FERN’s Friday Feed: Down on the smart farm

Welcome to FERN’s Friday Feed (#FFF), where we share the stories from this week that made us stop and think.


Green Acres meets The Jetsons

FERN and EatingWell

In FERN’s latest story, Michael Behar takes a close look at precision agriculture — cutting-edge tools like drones, satellite imagery and artificial intelligence that help farmers keep careful watch over their crops. Also, Behar writes,”Because farmers equipped with precision ag know exactly where problems exist, they can also use less water and limit their application of pesticides, herbicides, fungicides and fertilizers to the plants that need them most, subsequently reducing their reliance on these chemicals.”

A Colorado farming community fights for its future

High Country News

The farmers of the San Luis Valley in Colorado came up with an “uncommon solution” to address their depleting water supply: “an experiment in communal water management,” writes Nick Bowlin. “In 2012, local governing bodies made up of water users across the valley began to tax commercial irrigation, replace water removed from rivers and streams, and pay farmers to fallow their land. Western water wonks mostly view this attempt at self-management with hope, as a possible model for other communities facing water crises. But on the ground in the valley, the situation is grim. … For decades, the locals lived beyond nature’s limits. Now, water is scarce.”

A hundred and thirty-seven years on the Mexican food beat

Los Angeles Times

From the “earliest known English-language reference to a taco” to deploying “the original food influencer in Charles Fletcher Lummis, who thrilled readers with his weekly dispatches through the Southwest in 1885,” the Times, writes Gustavo Arrellano, has “championed Mexican food” more than any other U.S. newspaper. “For more than 137 years, The Times has operated under the radical idea that Mexican food is a part of this country’s fabric instead of a foreign cuisine with the propensity to cause Montezuma’s revenge.”

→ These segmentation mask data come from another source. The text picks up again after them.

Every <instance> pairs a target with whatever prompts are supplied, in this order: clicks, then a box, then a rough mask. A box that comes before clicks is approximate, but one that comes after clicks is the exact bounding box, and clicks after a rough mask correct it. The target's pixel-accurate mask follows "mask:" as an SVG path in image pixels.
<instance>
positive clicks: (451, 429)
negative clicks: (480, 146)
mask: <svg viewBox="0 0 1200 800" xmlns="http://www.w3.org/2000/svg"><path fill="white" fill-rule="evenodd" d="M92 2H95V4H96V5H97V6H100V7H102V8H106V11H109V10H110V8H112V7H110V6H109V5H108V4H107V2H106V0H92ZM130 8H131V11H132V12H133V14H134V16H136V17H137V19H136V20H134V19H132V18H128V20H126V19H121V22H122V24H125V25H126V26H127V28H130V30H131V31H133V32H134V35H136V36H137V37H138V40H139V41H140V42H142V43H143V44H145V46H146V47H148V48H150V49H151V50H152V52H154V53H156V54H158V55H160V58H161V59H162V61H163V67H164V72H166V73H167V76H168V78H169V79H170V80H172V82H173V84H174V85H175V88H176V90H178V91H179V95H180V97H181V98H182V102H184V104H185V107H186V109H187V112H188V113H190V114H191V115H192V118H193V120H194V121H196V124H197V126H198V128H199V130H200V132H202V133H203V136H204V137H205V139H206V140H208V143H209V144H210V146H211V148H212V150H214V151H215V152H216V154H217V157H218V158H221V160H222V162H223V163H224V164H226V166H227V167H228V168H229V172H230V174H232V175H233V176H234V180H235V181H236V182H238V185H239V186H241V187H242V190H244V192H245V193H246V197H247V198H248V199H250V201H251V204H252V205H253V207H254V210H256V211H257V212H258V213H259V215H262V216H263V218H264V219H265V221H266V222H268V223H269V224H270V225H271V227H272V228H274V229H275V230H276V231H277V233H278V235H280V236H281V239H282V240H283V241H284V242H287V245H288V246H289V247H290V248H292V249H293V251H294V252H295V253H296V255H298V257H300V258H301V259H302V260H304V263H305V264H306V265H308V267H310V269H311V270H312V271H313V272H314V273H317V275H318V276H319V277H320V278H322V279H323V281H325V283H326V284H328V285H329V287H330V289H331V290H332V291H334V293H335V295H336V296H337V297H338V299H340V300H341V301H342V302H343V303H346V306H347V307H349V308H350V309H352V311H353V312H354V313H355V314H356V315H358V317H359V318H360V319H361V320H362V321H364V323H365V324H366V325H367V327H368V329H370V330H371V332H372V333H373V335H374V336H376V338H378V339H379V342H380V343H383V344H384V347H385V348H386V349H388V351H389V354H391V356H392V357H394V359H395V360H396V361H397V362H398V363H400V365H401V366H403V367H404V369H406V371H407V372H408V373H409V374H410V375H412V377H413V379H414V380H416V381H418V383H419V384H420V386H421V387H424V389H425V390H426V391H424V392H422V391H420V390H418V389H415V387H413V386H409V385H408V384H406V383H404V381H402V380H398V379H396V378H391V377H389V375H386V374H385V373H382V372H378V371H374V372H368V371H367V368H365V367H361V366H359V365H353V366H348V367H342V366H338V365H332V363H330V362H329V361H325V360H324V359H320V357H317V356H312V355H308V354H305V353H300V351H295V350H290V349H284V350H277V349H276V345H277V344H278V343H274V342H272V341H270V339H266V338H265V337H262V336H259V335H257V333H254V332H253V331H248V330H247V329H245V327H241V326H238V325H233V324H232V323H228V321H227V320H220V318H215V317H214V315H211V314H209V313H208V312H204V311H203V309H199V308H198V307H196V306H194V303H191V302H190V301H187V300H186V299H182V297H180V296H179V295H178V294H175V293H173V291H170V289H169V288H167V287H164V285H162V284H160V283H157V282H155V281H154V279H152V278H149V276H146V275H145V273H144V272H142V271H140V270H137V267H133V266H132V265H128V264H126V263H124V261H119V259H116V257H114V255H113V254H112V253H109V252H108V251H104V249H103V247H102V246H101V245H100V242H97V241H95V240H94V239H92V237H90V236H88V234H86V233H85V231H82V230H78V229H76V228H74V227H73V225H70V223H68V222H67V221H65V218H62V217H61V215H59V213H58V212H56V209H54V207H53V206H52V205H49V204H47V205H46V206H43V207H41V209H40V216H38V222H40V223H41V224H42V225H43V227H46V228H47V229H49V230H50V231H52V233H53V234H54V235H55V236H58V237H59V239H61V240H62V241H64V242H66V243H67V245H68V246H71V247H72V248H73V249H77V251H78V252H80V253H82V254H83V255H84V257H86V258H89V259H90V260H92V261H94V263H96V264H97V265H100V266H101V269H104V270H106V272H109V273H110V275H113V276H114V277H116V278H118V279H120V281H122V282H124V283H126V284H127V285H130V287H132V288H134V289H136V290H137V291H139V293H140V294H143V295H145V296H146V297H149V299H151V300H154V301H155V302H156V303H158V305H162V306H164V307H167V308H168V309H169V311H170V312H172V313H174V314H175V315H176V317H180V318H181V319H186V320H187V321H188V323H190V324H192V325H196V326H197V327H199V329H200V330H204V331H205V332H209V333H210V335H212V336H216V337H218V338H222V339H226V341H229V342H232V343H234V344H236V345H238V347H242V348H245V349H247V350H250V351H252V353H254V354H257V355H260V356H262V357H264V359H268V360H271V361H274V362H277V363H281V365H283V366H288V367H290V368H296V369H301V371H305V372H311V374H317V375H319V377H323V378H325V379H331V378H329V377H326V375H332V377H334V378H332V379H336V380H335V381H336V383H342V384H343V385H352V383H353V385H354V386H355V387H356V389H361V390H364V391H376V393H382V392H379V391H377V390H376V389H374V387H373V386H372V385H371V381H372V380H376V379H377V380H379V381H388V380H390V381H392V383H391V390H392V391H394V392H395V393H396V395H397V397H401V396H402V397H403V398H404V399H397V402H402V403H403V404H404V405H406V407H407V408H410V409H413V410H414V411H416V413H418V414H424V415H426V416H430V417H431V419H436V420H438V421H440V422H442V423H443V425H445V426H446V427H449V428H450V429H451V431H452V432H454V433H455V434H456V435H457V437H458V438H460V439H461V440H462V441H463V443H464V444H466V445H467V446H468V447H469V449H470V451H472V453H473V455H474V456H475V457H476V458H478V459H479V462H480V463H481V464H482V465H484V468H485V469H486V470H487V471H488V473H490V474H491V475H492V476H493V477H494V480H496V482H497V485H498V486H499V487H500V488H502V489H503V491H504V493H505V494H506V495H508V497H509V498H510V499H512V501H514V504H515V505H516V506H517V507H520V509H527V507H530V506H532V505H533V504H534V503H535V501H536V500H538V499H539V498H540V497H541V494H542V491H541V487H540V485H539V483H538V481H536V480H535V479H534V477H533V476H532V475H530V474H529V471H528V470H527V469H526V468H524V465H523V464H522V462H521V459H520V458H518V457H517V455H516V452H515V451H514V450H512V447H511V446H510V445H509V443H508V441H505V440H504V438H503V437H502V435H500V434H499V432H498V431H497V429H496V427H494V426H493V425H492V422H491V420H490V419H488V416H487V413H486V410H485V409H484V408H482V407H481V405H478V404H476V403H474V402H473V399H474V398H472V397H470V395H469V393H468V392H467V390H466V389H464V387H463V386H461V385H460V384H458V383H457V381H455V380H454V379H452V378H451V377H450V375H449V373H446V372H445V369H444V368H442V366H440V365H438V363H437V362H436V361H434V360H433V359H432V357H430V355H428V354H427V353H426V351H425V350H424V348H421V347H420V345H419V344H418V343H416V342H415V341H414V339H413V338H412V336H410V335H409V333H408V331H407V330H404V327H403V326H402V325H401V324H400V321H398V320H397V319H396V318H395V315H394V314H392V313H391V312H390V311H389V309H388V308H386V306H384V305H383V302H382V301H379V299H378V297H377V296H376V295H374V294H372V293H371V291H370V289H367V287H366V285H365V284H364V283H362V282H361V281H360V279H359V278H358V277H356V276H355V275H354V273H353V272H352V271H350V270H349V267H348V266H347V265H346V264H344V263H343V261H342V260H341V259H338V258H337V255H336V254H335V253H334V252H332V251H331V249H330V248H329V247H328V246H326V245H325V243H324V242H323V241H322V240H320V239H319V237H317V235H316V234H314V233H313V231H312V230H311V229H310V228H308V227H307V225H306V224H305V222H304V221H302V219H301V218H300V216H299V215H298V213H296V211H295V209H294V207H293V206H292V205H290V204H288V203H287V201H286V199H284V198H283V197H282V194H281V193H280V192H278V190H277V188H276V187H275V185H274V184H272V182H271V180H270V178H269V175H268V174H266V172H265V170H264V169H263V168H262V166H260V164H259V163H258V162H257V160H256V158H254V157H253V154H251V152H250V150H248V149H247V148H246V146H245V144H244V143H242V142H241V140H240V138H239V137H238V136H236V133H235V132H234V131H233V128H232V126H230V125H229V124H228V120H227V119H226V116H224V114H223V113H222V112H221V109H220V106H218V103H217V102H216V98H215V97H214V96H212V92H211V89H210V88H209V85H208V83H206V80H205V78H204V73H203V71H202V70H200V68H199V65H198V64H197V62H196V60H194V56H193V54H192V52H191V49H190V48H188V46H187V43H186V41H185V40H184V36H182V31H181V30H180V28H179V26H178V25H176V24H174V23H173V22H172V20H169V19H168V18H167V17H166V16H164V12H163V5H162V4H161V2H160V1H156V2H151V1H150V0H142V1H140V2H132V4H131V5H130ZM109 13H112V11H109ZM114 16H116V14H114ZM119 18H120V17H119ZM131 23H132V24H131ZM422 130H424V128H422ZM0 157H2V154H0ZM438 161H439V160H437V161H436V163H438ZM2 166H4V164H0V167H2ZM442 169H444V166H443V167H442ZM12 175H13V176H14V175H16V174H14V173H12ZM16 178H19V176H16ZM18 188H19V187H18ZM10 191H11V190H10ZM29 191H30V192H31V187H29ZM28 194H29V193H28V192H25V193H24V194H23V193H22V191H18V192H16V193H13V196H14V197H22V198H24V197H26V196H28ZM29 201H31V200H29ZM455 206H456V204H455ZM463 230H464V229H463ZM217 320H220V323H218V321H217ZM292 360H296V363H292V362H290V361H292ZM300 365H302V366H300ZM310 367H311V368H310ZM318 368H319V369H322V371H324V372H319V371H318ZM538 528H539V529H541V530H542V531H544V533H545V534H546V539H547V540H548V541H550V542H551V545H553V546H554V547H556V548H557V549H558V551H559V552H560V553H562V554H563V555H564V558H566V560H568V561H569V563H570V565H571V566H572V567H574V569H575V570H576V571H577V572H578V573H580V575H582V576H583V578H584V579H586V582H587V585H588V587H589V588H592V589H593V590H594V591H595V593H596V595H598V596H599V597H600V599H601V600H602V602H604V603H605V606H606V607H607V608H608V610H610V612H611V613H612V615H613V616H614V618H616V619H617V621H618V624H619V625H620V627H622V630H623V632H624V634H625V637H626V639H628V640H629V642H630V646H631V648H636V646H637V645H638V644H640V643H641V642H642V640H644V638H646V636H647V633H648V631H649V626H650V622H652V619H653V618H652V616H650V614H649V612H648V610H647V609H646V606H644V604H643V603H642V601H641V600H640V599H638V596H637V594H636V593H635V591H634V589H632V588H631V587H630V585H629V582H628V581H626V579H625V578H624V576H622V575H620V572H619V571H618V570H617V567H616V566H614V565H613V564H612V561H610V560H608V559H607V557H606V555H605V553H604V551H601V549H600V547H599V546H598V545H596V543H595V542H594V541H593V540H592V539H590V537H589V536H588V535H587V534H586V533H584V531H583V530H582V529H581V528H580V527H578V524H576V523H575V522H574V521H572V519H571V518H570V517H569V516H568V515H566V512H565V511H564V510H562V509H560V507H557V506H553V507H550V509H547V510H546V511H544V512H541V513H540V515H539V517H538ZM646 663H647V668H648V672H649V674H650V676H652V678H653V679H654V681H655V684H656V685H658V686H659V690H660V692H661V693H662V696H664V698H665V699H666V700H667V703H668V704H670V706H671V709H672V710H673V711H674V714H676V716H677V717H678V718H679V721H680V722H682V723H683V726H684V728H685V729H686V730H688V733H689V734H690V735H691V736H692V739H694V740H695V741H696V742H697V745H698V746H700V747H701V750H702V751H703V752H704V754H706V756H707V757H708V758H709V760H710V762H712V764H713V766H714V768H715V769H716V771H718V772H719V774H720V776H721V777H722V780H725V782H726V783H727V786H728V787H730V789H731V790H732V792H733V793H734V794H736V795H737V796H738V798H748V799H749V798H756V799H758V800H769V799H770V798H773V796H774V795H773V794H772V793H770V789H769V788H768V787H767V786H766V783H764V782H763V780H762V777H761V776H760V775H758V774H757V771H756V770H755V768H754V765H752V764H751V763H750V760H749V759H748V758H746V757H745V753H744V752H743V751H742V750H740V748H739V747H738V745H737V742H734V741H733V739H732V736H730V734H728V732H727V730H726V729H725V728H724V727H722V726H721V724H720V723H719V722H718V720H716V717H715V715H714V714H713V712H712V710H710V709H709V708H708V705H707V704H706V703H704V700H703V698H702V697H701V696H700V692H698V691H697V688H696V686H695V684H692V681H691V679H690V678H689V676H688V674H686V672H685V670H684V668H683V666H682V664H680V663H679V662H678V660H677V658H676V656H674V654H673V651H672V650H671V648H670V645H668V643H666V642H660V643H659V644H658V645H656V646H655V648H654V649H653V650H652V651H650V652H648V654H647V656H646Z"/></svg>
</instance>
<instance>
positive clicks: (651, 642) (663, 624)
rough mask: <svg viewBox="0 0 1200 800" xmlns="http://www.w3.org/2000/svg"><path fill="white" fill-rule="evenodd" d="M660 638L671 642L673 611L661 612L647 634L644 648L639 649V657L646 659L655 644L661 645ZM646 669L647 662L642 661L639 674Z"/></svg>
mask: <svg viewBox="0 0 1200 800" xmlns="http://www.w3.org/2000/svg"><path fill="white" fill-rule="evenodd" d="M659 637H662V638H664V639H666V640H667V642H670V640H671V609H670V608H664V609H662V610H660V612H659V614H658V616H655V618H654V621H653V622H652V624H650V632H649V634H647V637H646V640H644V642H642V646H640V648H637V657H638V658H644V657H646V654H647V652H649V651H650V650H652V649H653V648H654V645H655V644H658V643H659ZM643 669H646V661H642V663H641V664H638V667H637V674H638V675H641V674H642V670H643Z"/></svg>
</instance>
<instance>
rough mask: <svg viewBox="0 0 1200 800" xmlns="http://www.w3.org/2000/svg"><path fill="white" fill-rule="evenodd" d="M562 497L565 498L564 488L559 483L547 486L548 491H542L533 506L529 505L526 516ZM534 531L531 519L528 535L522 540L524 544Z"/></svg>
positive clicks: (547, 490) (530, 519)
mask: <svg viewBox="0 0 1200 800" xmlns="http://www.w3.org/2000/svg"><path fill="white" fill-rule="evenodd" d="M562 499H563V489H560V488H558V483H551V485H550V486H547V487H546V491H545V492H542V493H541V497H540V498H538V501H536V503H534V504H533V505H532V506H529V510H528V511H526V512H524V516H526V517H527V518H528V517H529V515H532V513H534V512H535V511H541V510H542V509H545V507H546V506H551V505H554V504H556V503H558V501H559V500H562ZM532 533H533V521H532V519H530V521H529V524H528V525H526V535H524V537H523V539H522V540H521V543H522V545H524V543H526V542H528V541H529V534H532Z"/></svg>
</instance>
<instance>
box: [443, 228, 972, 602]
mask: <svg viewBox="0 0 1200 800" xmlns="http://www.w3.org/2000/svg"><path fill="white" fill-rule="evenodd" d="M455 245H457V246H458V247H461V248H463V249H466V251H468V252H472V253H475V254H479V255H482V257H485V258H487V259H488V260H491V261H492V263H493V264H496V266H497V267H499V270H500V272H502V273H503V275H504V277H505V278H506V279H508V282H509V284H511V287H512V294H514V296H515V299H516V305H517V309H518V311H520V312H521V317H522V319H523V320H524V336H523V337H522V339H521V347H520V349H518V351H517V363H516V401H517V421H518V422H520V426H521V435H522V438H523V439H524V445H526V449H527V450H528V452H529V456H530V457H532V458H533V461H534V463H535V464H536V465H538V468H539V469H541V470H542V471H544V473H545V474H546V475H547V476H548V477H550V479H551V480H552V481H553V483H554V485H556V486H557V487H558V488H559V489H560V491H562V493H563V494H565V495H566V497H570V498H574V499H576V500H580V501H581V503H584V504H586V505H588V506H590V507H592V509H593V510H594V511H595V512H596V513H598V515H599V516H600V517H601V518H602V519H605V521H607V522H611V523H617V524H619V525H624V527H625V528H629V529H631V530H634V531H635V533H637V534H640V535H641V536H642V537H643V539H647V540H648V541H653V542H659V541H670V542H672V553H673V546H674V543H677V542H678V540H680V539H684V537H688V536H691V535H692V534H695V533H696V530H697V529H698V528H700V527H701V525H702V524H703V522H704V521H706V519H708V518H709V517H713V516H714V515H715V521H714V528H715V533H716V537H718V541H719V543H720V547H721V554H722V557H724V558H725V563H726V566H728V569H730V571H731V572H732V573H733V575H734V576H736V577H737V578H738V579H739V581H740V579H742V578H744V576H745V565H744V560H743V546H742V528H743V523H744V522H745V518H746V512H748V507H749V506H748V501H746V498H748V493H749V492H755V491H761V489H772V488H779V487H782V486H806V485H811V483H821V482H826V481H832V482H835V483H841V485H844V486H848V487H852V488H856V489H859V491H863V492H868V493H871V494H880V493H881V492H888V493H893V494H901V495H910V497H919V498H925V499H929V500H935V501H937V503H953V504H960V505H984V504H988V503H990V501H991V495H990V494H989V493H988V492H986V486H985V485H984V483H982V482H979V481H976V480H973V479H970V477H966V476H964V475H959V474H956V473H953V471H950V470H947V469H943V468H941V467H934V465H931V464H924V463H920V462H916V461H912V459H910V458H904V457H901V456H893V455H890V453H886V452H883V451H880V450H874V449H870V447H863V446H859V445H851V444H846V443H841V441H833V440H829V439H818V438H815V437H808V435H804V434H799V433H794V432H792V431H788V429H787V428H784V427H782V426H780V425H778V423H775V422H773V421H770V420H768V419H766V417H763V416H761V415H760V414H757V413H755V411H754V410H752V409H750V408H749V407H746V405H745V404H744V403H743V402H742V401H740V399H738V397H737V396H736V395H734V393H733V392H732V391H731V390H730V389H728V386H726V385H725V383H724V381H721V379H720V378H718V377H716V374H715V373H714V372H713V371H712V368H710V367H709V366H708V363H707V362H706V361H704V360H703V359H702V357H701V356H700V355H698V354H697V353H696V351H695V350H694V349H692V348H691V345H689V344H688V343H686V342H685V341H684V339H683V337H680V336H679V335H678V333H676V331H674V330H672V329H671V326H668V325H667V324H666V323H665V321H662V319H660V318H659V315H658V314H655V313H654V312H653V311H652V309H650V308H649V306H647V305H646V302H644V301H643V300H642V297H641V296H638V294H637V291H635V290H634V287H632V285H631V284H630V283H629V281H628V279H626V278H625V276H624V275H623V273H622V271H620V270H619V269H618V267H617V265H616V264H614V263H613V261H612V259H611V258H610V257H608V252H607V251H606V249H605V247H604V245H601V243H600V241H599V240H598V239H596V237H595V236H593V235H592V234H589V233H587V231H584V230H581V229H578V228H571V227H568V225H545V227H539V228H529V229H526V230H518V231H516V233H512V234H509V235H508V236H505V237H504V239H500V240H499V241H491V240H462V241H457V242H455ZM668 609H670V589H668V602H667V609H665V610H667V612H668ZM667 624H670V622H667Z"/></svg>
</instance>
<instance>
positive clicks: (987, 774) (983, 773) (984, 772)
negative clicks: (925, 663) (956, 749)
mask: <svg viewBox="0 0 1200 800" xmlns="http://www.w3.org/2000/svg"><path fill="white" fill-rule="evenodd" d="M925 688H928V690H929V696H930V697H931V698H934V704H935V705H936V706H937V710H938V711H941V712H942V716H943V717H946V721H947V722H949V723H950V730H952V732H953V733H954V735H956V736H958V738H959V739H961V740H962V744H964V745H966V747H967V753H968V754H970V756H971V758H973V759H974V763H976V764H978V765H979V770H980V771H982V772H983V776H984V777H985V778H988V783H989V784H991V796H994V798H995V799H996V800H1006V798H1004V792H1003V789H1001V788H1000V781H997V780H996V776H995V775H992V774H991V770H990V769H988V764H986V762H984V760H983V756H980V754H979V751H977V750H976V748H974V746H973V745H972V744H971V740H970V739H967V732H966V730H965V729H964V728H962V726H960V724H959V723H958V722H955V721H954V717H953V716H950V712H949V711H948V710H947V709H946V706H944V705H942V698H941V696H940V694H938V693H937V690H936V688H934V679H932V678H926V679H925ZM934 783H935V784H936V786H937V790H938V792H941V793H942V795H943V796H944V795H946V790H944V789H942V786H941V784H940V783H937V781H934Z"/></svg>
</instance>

China’s big, decadent oyster shuck-offs

Deadspin

“Shuck offs are more common and better attended than you may think,” writes Noelle Mateer. “Many in the sport’s small, die-hard community of restaurant-professionals-turned-fanatics travel internationally to compete every year. Oyster-shucking contests have existed informally since God knows when among the rocky coasts of fishing villages, but in recent years, they’ve become more international, more boozy, more likely to be sponsored by champagne labels or big hot sauce brands. And, as befits something undergoing international corporatization, the competitions are more likely to be in China.”

A vanilla boom transforms life in Madagascar

NPR

Prices for vanilla have spiked in Madagascar, “partly because of increased global demand and partly because of decreased supply, as storms have destroyed many vines, and a lot to do with speculation,” writes Wendell Steavenson. “Local middlemen have rushed into the market, leveraging deals between village growers and the international flavor companies that distill the cured beans into extract and sell it to the big multinationals like Mars, Archer Daniels Midland and Unilever. In the meantime, farmers are getting rich — richer than in their wildest dreams.”